Syntax ungeprüft


Lesefassung (Exodus 25)
(kommt später)Studienfassung (Exodus 25)
1 Und JHWH sprach zu Mose {und sagte}:
31 Und du sollst machen einen Leuchter aus reinem Gold:〈a〉 [Aus] gehämmertem [Gold] soll[en] gemacht werden (sein) (der Leuchter, sein Fuß und sein Rohr=) Fuß und Rohr des Leuchters. Sein Kelch, seine Ketten (Äpfel?
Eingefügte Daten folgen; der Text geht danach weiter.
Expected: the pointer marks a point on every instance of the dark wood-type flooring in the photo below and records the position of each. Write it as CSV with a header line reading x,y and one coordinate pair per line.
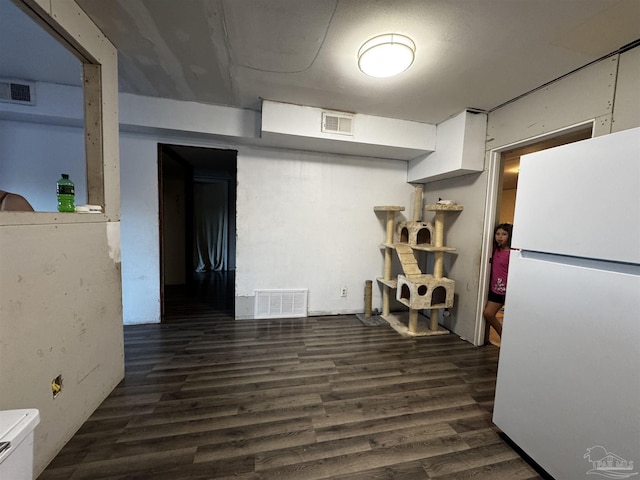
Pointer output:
x,y
207,397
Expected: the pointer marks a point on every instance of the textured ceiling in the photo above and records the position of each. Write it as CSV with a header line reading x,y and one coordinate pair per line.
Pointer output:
x,y
470,53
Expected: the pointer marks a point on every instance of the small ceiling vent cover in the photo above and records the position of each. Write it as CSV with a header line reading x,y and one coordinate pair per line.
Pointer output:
x,y
335,122
280,303
17,91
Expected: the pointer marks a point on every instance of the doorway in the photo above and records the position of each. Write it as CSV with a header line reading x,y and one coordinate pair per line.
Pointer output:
x,y
197,197
501,202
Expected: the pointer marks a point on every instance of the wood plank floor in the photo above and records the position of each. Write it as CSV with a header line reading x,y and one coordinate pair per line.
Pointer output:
x,y
207,397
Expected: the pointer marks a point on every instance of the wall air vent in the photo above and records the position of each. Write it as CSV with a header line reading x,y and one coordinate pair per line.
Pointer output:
x,y
335,122
280,303
17,91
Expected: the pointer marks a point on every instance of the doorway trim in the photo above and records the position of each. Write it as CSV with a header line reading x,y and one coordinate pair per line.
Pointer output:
x,y
494,182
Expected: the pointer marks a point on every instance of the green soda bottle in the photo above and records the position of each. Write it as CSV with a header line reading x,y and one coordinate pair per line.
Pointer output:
x,y
66,194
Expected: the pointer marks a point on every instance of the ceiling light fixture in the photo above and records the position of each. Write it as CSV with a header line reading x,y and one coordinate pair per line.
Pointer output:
x,y
386,55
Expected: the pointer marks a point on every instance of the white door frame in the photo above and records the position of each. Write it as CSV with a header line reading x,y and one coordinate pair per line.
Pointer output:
x,y
491,204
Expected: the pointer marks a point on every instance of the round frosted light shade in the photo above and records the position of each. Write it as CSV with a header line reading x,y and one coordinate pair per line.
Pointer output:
x,y
386,55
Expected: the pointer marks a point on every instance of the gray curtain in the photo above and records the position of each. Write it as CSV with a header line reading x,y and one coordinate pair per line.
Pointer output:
x,y
211,225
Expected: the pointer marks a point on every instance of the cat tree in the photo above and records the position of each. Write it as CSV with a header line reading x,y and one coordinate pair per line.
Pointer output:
x,y
415,289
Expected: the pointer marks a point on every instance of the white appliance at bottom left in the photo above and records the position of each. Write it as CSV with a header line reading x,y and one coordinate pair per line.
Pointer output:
x,y
16,443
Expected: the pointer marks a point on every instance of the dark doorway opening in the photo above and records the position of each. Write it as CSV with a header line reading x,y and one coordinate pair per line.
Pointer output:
x,y
197,188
Knäufe?)〈b〉 und seine Blüten sollen aus ihm sein (=hervorgehen?).〈c〉
32 Und sechs Rohre sollen ausgehen von seinen Seiten: Drei Rohre des Leuchters (Drei Leuchter-Rohre) von der einen Seite und drei Rohre des Leuchters (Leuchter-Rohre) von der anderen Seite.
33 Drei Kelche, mandel[blüten]förmig an dem einen Rohr: Kette (Apfel, Knauf?) und Blüte,〈d〉 und drei Kelche, mandel[blüten]förmig an dem anderen Rohr: Kette (Apfel, Knauf?) und Blüte; demgemäß für die sechs Rohre, die ausgehen vom Leuchter,
34 Und an dem Leuchter [seien] vier Kelche.〈e〉 Mandel[blüten]förmig [seien] seine Ketten (Äpfel, Knäufe?) und seine Blüten:
35 eine Kette (Apfel, Knauf?) unter zwei Rohren von ihm, und eine Kette (Apfel, Knauf?) unter zwei Rohren von ihm, und eine Kette (Apfel, Knauf?) unter zwei Rohren von ihm, für die sechs Rohre, die ausgehen von ihm.
36 Ihre Ketten (Äpfel, Knäufe?) und ihre Rohre sollen aus ihm sein: (=hervorgehen.) Das Ganze [soll sein aus] einem [Stück von] ([soll sein] ein [Werk] aus) gehämmertem [und] reinem Gold.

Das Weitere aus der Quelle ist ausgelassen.